Stand Whose Ground?

“Like men we’ll face the murderous, cowardly pack,
Pressed to the wall, dying, but fighting back!”

— “If We Must Die” -Claude Mckay

The Southern Poverty Law Center released its Spring 2012 Intelligence Report titled “The Year in Hate and Extremism,” which described the dramatic increase in the number of radical right- wing organizations.

A few of the groups are described as neo-nazis, neo-confederates, white nationalists, and racist skinheads. According to the report, the number of militia and patriot groups jumped from 158 in 2001 to 1274 in 2011. A similar rise of right-wing groups has occurred in Europe as well.

The publication provides three reasons for the rise of so-called ‘hate groups’: the first Black President, a growing non-white population, and, I think most importantly, the so-called Great Recession.

For obvious reasons, Black people should be especially alarmed by the rise of the radical right. We are subjected to a distinct type of oppression in America. Historically, Black people are defined by America as the opposite of all that is moral, just, beautiful, industrious and divine.

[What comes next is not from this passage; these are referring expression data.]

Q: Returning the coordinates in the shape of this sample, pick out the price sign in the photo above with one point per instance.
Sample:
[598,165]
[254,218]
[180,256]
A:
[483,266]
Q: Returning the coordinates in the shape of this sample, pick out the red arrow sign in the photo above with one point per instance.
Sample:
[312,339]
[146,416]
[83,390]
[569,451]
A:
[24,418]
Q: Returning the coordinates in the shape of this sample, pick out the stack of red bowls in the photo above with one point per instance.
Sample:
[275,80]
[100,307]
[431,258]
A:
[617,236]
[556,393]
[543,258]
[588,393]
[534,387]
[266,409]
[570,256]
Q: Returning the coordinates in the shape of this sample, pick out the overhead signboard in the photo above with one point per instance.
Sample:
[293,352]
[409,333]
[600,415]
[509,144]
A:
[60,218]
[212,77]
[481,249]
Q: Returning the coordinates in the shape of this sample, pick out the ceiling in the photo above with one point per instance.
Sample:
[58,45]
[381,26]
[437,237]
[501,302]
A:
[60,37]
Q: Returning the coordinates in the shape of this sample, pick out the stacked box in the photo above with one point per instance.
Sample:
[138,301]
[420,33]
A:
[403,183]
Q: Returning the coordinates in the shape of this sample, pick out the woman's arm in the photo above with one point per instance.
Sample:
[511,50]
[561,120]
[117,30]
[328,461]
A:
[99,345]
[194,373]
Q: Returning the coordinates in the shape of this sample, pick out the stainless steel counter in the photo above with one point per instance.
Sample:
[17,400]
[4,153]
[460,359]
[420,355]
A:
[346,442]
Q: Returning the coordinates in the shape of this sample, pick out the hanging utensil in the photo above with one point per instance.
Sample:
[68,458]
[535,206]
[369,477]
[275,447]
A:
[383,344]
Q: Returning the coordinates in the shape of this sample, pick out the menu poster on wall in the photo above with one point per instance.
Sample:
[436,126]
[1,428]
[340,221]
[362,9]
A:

In short, we are the most likely scapegoats in periods of instability, like, I don’t know– an economic recession. Of course, other groups such as Jews, Arabs, women, homosexuals, etc. are targets as well, but Blacks are the eternal “other.”

The murder of Trayvon Martin should be placed in this context.

However, I don’t think these incidences of white radicalism should be viewed as strictly the province of the so-called lower classes. A large part of this potential raging fire is being fanned by right-wing elites such as the Koch brothers.

The Koch brothers fund politicians like Newt Gingrich who stated, “I will tell black people to demand paychecks instead of food stamps,” and Rick Santorum who enlightened us with “I don’t want to make black people’s lives better by giving them somebody else’s money.”

The Koch brothers, are also behind the voter ID legislation and owners of Georgia-Pacific–you know, all those new paper towel and soap dispensers in bathrooms across the university campus.

White radicalism could not be so widespread and protracted without white elite complicity. In 1919, after the Washington Post ran a story stating a white woman had been raped by a Black man, whites engaged in a rampage through The District for multiple days, murdering Black people throughout the city.

Once it became obvious that the government was not going to intervene, Black folk began to form self-defense units against white neighborhood watchmen, I mean–vigilantes. They even placed snipers on the roof of Howard Theater to defend themselves.

In the 1950s, Robert Williams, head of the Monroe, North Carolina chapter of the NAACP started a gun club to protect civil rights workers. Self-defense was a necessity for survival in Black communities, not a “get-out-of-jail-free,” or rather, a “never-be-arrested-for-murder” card.

Although, for the most part, their methods have changed, this rise in right-wing radical groups reminds us that there was a time when a certain group of people, many of whom now criticize our hoodies once wore different hoods of their own.

In many ways, the self defense aspect of Stand Your Ground law is not foreign to the history of Black people. The answer to our question of what else can we do outside of marches, rallies, and petitions, is there, only if, we listen to the ancestors…..

Benjamin Woods is a PhD candidate at Howard University.